Las declaraciones del actual Papa argentino sorprenden a católicos y a laicos del mundo entero: En el marco de la Academia de las Ciencias Pontificada el Papa Francisco ha declarado que el “Big Bang” es un hecho científico constatado y que por lo tanto la teoría de la evolución también es real. Se complementa así con el Papa Pio XII, quien ya había iniciado un camino para el reconocimiento de la teoría evolutiva, pero aun todavía con ciertas reticencias.

Dichas afirmaciones por vez primera acortan las distancias entre los avances científicos y la vieja e inamobible doctrina de la Iglesia Católica. Dicha doctrina fue la que durante cientos de años, no solo negó todo avance científico que contradijera a sus principios, sino que también los combatió  de la manera más cruel y dura, como por ejemplo los famosos casos de Galileo Galilei y Giordano Bruno, entre otros científicos y pensadores que fueron perseguidos y castigados por la inquisición y la iglesia.

El Papa Francisco está iniciando una apertura en el pensamiento doctrinal de la Iglesia Católica como institución para “actualizarla” y hacerla encajar con la vida moderna. El Papa entiende que el “Big Bang” – una teoría que explica el inicio del universo mediante una explosión- no tiene necesariamente que negar que hubiera un creador. Dios, para el Papa Francisco, podría situarse antes de la Gran Explosión, siempre y cuando la existencia del mismo pueda remitirse sola y exclusivamente a un acto de fe íntimo y personal.

Para ilustrar este concepto, el pontífice declaró que “Dios no andaba con una varita mágica creando el mundo”. Dicho esto, puede conjeturarse que Francisco se refiere a una manera un tanto pueril o ingenua de leer y estudiar los evangelios. Sobre todo, aclarando que podría ser un estilo metafórico utilizado por los “escribas” de la antigüedad, los cuales se expresaban de esta manera para “explicar lo inexplicable”. Es decir, el gran misterio de la creación del universo y de la vida.
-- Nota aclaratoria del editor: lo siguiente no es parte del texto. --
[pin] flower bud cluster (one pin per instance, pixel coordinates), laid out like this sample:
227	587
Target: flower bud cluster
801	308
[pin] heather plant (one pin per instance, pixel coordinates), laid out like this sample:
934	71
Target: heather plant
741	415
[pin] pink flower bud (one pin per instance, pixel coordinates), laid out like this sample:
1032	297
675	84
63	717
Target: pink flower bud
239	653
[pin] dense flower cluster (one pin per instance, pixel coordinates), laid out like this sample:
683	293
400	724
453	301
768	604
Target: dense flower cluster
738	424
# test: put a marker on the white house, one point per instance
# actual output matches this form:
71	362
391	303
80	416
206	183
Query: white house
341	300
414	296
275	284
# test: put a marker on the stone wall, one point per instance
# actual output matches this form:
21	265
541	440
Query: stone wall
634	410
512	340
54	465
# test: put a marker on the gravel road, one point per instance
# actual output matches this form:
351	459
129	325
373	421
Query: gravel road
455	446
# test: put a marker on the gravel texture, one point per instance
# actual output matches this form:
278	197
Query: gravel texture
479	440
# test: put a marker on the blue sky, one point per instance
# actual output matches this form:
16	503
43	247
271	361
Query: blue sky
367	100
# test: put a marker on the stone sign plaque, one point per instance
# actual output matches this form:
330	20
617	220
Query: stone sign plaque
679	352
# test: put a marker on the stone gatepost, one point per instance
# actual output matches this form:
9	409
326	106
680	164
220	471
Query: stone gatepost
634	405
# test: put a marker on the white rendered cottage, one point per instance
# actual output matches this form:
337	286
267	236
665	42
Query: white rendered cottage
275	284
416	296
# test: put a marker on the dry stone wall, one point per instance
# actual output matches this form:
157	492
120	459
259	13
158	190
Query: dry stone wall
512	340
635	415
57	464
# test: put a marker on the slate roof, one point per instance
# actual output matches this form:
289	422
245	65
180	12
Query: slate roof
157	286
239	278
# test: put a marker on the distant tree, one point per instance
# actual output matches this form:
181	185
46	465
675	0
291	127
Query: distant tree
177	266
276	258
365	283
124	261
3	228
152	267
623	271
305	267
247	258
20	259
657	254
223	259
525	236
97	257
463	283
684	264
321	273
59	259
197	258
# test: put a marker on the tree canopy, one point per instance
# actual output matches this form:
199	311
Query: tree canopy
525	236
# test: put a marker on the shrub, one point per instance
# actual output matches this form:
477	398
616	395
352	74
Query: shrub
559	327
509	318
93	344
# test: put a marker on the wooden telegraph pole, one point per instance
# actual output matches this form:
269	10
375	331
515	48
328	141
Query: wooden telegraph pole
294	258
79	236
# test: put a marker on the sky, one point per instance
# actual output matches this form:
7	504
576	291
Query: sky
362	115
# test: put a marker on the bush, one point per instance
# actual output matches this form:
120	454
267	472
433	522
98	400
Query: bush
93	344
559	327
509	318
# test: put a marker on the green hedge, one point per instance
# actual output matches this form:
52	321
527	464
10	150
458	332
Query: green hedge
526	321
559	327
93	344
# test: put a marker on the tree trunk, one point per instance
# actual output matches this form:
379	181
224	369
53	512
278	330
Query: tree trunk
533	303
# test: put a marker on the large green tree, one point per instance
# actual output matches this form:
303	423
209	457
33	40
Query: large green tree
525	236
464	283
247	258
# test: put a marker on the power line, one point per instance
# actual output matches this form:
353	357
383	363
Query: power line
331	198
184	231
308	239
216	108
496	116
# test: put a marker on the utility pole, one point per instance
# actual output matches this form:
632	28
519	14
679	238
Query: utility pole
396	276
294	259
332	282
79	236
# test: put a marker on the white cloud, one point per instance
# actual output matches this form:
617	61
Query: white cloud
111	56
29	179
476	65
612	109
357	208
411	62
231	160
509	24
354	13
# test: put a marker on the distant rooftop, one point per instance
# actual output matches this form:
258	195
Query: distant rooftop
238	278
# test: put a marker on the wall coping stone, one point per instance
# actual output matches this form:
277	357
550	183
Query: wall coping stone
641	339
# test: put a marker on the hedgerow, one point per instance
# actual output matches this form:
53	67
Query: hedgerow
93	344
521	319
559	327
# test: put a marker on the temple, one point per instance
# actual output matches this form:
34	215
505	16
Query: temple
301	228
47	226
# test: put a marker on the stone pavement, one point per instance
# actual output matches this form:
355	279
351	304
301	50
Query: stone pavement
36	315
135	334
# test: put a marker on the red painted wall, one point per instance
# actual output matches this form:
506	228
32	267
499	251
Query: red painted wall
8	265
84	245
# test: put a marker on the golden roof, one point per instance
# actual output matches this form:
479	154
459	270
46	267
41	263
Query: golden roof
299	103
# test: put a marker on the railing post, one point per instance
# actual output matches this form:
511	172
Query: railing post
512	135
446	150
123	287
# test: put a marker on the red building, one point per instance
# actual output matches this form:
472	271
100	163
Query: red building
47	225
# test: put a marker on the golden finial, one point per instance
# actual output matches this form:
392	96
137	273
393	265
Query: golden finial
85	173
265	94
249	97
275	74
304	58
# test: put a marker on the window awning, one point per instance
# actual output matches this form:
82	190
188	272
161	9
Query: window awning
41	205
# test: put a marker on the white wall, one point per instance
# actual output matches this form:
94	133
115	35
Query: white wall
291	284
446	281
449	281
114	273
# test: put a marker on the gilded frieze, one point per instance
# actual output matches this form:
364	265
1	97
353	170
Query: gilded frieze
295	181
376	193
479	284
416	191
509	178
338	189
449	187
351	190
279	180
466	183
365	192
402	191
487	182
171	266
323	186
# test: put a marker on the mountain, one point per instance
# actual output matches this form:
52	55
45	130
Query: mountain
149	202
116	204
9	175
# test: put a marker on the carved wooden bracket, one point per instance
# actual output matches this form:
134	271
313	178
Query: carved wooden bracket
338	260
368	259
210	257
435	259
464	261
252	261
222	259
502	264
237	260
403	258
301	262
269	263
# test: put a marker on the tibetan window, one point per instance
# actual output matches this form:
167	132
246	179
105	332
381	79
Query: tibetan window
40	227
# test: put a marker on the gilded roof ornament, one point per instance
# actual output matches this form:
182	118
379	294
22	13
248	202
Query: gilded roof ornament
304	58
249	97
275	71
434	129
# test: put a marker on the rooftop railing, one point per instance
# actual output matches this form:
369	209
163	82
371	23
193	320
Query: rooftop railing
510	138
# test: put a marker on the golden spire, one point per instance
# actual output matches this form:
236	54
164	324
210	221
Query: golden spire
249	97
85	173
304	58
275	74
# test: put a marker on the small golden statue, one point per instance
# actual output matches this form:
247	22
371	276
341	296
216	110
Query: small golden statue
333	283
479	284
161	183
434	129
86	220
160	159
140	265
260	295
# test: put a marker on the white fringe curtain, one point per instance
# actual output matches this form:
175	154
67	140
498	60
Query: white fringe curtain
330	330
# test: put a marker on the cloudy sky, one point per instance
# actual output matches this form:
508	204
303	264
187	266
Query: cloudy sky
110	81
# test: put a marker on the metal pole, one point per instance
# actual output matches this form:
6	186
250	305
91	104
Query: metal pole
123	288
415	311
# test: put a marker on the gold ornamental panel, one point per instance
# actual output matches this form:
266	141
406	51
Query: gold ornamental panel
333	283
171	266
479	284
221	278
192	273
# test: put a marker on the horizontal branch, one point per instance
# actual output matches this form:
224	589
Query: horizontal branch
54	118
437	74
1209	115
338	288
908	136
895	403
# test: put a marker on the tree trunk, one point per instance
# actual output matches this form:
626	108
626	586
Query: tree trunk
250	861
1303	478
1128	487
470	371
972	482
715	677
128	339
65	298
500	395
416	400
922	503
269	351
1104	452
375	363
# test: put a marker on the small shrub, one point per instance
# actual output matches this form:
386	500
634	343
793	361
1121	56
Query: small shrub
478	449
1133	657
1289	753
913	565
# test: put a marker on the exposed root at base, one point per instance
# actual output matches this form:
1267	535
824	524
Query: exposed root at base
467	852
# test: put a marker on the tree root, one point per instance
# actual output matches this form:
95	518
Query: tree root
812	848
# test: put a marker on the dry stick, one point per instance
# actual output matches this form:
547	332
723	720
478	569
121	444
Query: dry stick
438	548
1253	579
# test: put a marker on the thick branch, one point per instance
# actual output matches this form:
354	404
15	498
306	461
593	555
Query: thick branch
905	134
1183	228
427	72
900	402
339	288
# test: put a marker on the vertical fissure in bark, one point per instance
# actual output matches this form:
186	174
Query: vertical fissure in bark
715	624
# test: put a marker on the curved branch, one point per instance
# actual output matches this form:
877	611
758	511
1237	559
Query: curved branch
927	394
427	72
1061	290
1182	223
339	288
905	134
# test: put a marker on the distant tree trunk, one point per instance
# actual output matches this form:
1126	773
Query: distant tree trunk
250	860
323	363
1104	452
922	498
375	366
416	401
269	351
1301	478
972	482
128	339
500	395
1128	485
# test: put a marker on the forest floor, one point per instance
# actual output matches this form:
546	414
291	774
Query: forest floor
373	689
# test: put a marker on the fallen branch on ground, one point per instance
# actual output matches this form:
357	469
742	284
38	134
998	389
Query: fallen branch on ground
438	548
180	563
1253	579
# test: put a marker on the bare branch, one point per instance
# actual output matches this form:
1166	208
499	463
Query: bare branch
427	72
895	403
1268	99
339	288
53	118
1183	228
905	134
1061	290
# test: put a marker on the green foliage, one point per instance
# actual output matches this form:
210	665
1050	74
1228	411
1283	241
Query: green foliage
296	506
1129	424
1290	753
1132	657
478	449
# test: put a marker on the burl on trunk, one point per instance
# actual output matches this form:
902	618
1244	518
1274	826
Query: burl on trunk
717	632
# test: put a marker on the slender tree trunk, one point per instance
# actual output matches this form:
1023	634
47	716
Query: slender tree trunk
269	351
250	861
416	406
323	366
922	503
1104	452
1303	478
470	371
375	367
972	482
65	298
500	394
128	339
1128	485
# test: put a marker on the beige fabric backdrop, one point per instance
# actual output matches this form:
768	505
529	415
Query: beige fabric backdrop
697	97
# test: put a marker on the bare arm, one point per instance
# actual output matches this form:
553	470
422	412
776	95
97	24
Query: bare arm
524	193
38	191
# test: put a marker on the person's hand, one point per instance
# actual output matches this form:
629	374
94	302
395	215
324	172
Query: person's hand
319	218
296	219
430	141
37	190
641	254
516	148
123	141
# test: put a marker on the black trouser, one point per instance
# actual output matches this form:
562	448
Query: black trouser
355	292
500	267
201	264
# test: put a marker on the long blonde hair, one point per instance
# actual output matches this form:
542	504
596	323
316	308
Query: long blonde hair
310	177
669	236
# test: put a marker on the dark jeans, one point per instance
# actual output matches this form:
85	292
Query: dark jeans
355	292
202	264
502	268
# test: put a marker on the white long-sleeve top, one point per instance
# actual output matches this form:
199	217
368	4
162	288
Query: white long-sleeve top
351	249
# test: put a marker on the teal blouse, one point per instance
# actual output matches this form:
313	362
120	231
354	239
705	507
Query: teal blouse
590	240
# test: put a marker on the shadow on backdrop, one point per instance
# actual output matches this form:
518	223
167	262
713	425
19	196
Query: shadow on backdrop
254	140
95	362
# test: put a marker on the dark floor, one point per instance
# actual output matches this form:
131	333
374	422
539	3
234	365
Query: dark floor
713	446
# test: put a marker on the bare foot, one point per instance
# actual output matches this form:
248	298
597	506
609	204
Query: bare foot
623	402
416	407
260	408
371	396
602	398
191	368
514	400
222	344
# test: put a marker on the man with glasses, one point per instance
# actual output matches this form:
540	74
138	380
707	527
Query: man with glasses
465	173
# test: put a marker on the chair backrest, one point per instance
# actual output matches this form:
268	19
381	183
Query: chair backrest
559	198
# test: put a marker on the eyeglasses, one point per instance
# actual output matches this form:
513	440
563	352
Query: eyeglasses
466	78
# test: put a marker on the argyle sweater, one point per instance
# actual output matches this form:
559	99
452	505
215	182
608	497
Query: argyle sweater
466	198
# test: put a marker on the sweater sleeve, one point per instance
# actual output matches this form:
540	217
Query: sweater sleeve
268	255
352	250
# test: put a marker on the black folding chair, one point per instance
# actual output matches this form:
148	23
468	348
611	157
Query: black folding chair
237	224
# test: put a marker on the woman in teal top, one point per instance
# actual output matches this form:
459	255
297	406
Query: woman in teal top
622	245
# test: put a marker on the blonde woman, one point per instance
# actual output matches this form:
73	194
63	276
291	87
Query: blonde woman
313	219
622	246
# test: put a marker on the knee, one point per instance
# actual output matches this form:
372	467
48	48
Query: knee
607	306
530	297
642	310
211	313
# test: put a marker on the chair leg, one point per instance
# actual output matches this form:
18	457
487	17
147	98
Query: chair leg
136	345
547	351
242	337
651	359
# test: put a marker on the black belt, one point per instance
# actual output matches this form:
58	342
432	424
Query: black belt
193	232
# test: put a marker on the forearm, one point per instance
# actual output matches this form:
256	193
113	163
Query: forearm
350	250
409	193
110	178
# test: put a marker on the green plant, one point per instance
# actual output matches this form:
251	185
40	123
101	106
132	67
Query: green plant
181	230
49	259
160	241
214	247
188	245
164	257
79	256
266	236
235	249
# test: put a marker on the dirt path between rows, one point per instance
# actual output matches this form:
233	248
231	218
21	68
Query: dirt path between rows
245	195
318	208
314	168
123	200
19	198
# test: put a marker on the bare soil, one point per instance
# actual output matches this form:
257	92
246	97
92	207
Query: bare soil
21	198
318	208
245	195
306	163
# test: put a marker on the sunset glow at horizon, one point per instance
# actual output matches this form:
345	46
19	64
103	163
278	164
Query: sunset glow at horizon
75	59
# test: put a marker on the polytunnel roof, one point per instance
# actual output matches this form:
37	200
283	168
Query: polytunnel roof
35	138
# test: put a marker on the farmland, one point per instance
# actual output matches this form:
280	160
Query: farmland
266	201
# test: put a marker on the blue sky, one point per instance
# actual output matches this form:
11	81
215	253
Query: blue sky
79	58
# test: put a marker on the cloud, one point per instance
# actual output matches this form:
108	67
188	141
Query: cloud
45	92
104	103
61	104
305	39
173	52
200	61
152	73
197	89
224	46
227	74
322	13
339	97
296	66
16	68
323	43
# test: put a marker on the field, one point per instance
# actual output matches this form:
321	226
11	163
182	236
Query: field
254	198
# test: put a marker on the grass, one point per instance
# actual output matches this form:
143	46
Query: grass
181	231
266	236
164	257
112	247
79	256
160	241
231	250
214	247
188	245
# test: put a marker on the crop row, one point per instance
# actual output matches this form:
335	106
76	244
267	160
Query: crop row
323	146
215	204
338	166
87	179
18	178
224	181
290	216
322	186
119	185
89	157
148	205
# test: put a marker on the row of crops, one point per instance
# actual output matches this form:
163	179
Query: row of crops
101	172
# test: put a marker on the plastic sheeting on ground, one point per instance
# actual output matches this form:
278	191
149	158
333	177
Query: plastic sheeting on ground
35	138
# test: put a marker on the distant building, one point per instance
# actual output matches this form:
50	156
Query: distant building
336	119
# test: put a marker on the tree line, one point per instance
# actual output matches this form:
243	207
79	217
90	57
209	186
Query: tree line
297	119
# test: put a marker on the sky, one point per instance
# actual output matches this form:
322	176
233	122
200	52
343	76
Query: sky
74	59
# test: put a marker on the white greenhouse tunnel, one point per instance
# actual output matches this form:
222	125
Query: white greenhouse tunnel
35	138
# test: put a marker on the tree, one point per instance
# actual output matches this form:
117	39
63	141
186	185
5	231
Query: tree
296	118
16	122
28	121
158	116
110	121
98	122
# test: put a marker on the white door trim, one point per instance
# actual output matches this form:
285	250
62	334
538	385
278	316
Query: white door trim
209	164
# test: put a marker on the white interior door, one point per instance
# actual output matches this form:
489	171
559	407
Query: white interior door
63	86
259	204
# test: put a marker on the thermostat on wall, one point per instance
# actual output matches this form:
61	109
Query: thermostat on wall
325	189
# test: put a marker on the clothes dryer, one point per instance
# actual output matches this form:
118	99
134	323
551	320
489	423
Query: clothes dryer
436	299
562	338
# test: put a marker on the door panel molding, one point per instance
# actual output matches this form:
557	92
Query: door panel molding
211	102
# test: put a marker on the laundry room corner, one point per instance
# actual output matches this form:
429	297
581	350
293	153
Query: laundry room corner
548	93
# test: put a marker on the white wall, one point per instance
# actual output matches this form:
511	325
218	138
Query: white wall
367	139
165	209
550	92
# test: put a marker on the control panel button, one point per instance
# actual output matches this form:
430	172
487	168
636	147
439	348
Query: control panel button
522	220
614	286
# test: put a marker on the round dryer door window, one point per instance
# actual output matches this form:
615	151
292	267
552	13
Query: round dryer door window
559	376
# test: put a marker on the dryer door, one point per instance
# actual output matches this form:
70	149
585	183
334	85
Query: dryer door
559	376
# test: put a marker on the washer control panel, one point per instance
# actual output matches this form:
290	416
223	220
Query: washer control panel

Con todo, el Papa Francisco no puede renunciar a que los hombres, es decir, los seres humanos, somos una creación de Dios. Una creación divina, agrego yo, pero no precisamente por el mismo dios que nos cuenta la Iglesia Católica.

En mi opinión, si el ser humano es una creación hecha a semejanza de su creador, y éste ha dado a su creación la total libertad para realizarse como individuo social y colectivo el Papa Francisco, en su función sacerdotal, no tiene más trabajo que observar y ayudar a que esta “obra” llegue a buen puerto.

Así las cosas, obviamente muy lejos de reconocer que en la teoría de la evolución – por lógica- el hombre descendería de los monos, el Papa Francisco está haciendo un esfuerzo de acercamiento muy necesario de la Iglesia en general para acortar la brecha entre ciencia y religión, pero sobre todo en beneficio de sus fieles.